車は入れないが、立ち入り禁止ではなさそうなので徒歩で入ってみましょう。



すでにヤバい雰囲気が満々。

 



不法投棄を禁ずる看板があるということは、不法投棄されたことがあるということ。

人がほとんど来る気配がなさそうだ。



そして現れたこの光景。

ここは来ていいのか?



なんかある。

不動明王?が祭ってある。
夜に見たらかなりビビる。



 

左は振り返って見たところ。右の用水路はかなり奥まで続いていました。
Yahoo地図の航空写真で確認すると、暗渠となって道の横を通り、岩崎川まで続いているのがわかります。


菊水の滝全景。

手前にあるのが用水路。
そして森のひときわ暗〜い部分に滝があります。



滝の入り口。



薄暗い中を覗き込むとすぐ奥に細い一筋の滝が見えます。



立入禁止の文字の右に青く手書きで菊水の滝。
どうやらここで間違いないらしい。
この他に案内の看板とかは何もなかった。

親切な人が書き込んでくれたようだが、瞳をよーーーく凝らすと、立入禁止の左側、「岩崎区長」の上にも赤い字で菊水の滝と書いてある。

実はこの滝、男滝と女滝があるらしいのだが、女滝の方は枯れているのか確認できなかった。


訪れたこの日、前日までの雨できちんと滝の姿をしていたが、晴天が続いた日だとほんのわずかに岩を濡らす程度、ほとんど干上がっていることもある。

恐らくこの滝の水源である弁天池は農業用か、道路の整備に伴っての人工の池と思われます。
水の清浄さも疑問なところで、夏に来ると蚊が凄い。

高さ12m。

どう考えても自然の地形から出来た滝ではなさそうなことは見て判る。
(左のほうの下ってきた道のほうが低い。

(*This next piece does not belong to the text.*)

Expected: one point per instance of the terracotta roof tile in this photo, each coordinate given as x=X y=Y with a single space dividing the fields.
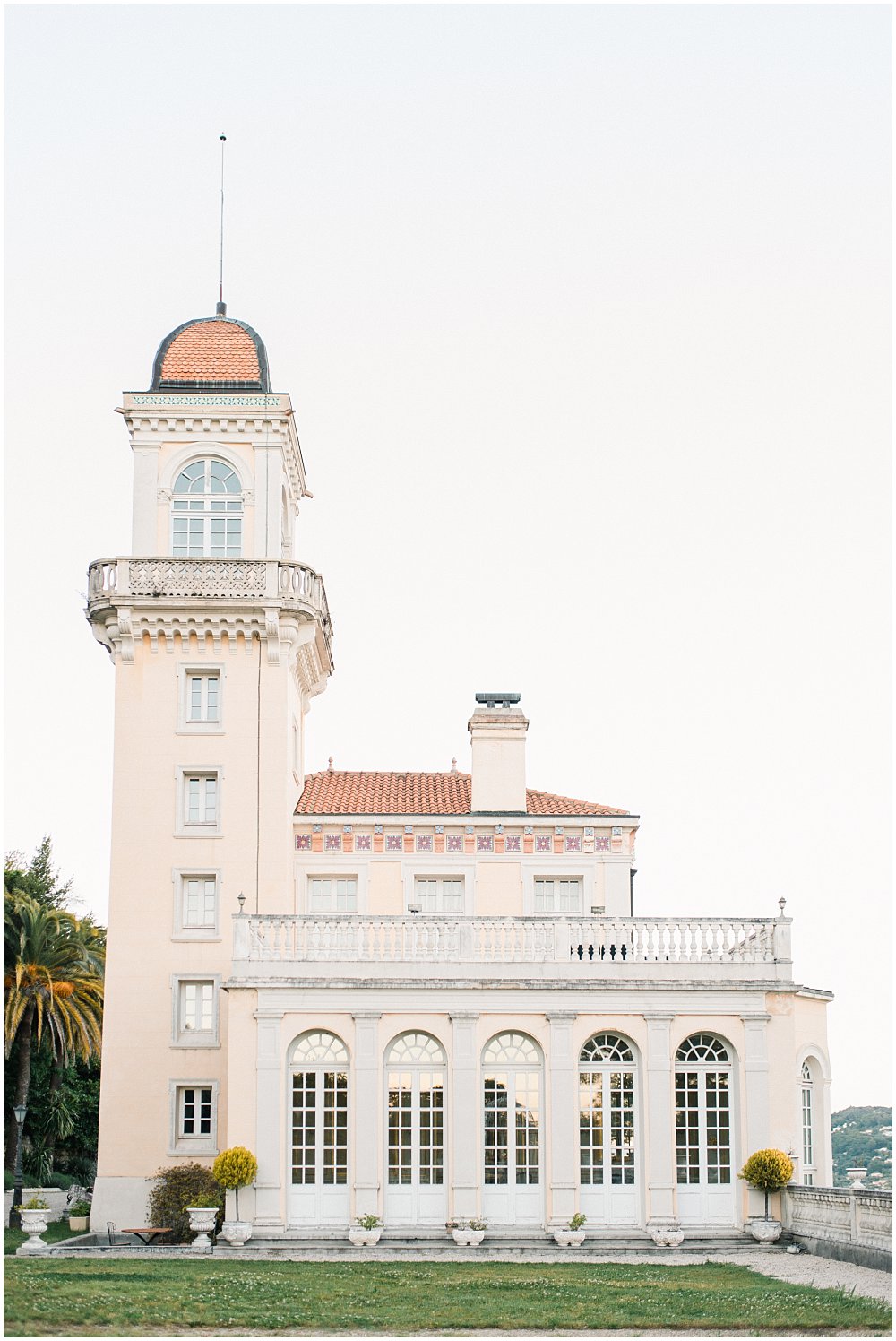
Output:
x=340 y=792
x=216 y=350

)


この滝のすぐ南にある岩崎城の石垣を切り出した際に出来たという説もある。
この滝のすぐ裏にある日進御嶽山は山全域が霊山で、かつて信者らがここで滝に打たれ身を清めてから登ったという。


にしても、そんな由緒ある滝がこの有様というのはちょっといただけない。


かつて、この場所に細々ながら川が流れ、水路を引いて滝を作った。
しかしやがて宅地開発や道路整備に押され、周りをすべて固められてしまった。
そんな不運な滝なのかもしれない。


整備次第ではもっと見どころある滝になるだろうに、ちょっと残念な気がする。